Dawn Reader

Dawn Reader
from Open Door Coffee Co.; Hudson, OH; Oct. 26, 2016

Monday, February 23, 2015

Frankenstein Sundae, 100



Shelley—The Pursuit: From Field Place to Tan-yr-Allt


Hail to thee, blithe spirit!
Bird thou never wert—
That from heaven or near it
Pourest thy full heart
In profuse strains of unpremeditated art.
                        —“To a Skylark,” Percy Bysshe Shelley, 1820

… Shelley’s life seems more a haunting than a history.
                        —Richard Holmes, Shelley—The Pursuit, 1974.

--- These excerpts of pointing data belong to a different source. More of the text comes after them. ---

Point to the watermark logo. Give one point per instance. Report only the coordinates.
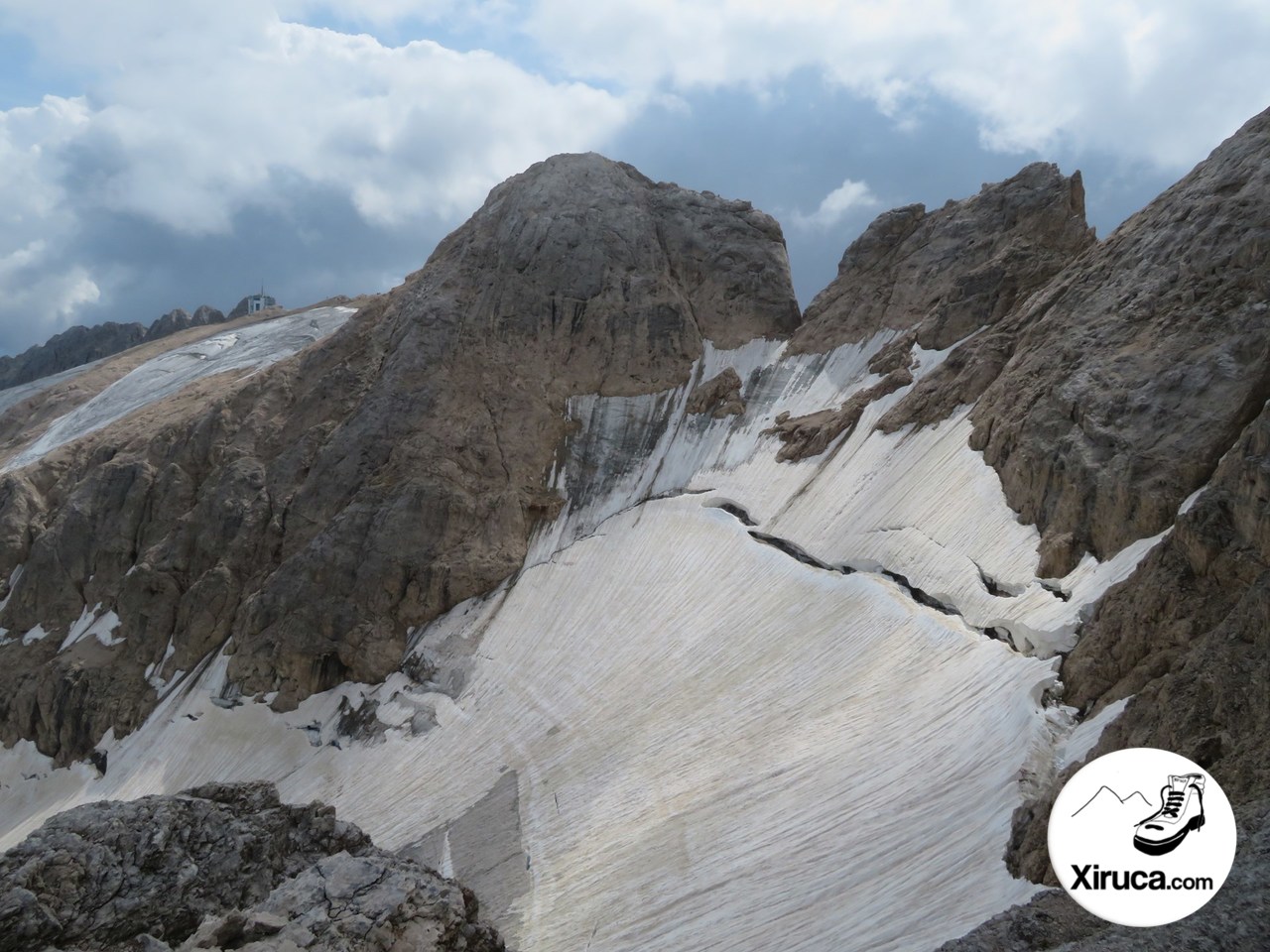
(1142, 837)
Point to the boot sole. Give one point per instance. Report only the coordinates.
(1166, 846)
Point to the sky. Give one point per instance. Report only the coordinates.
(155, 157)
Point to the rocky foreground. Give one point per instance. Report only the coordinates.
(225, 867)
(517, 512)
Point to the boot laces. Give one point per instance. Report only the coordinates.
(1174, 803)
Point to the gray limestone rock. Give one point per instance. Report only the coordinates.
(949, 272)
(225, 867)
(307, 517)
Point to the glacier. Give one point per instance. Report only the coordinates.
(671, 728)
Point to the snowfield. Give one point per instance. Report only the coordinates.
(252, 347)
(671, 731)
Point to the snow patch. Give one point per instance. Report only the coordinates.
(253, 347)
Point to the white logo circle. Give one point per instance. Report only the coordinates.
(1142, 837)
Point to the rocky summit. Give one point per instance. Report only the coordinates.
(585, 571)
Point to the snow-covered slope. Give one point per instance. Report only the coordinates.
(250, 347)
(728, 703)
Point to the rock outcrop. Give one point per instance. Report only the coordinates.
(948, 273)
(79, 345)
(180, 320)
(223, 867)
(717, 397)
(305, 518)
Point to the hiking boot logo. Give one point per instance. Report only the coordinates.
(1182, 810)
(1118, 851)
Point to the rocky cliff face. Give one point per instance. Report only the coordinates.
(223, 867)
(307, 518)
(80, 345)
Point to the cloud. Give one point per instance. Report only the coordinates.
(189, 123)
(843, 200)
(191, 119)
(1150, 81)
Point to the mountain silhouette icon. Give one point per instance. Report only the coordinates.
(1106, 800)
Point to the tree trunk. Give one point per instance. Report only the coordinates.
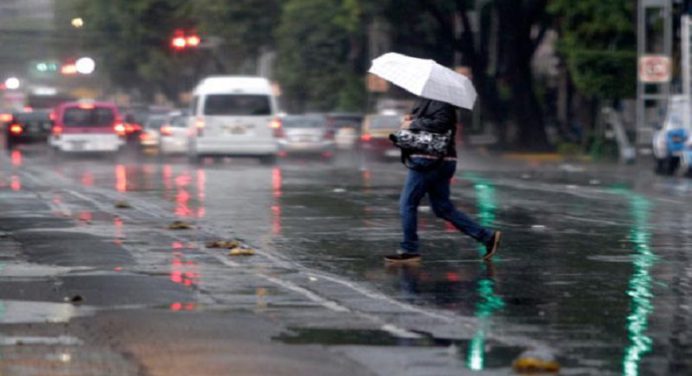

In mid-April 1998, I read Richard Holmes’ magnificent Shelley—The Pursuit (1974), the first biography of Percy Bysshe Shelley I’d ever read. I had only recently learned, as I mentioned earlier, that Shelley’s middle name rhymed with fish, not with fishy, the way I’d been pronouncing it since my first required reading of  Shelley's “To a Skylark” in high school and had suffered a first-stanza collision with the word wert, a word that convinced me, first, that poets could just make up any old word they wanted to and, second, that poets were, well, not like Real Men. I mean, really, in our literature anthology the picture of Shelley (Hey, isn’t that a girl’s name? And Percy isn’t much better!) showed a soft-featured young man with long hair, and long hair in 1961 meant only one thing to my crude crowd and me: Queer. Shelley’s use of thou and thy and pourest confirmed it. (We were—I was—very, very dumb and bigoted in 1961.)
Thirty-seven years later, in Holmes, I started to learn that I could not have been more wrong about him—in many ways. Shelley, for one thing, loved women—oh, did he!—so much so that his percolating libido contributed to the suicide of his first wife, Harriet, and made Mary, in the last years of his life, desperately unhappy about his attentions to other women in their circle—and even to a young woman living in a convent.
He was also a ferociously curious and gifted young man. (Dead at 29, he never got to be even middle-aged.) His father—Sir Timothy—was a far more conventional and conservative man, and his son baffled him (eventually angered him) in just about every way possible. One example: In his first months at Oxford, Bysshe, 19, and a friend (Thomas Jefferson Hogg) composed and published (anonymously) a pamphlet they called The Necessity of Atheism. The Oxford authorities were not pleased and, after discovering the authors’ identities, promptly dismissed the two young men. Can you imagine Sir Timothy Shelley’s shame? His outrage? It would get worse.
Anyway, Shelley’s story began to interest me so much that I found myself engaged in my own pursuit, charging around to places related to him, places that had no real direct connection to Mary, whose life I was supposedly researching and writing. I’d gone off on a tangent—a detour that, like many other unexpected routes, traversed terrain sometimes more scenic and dramatic than what lay along the main road.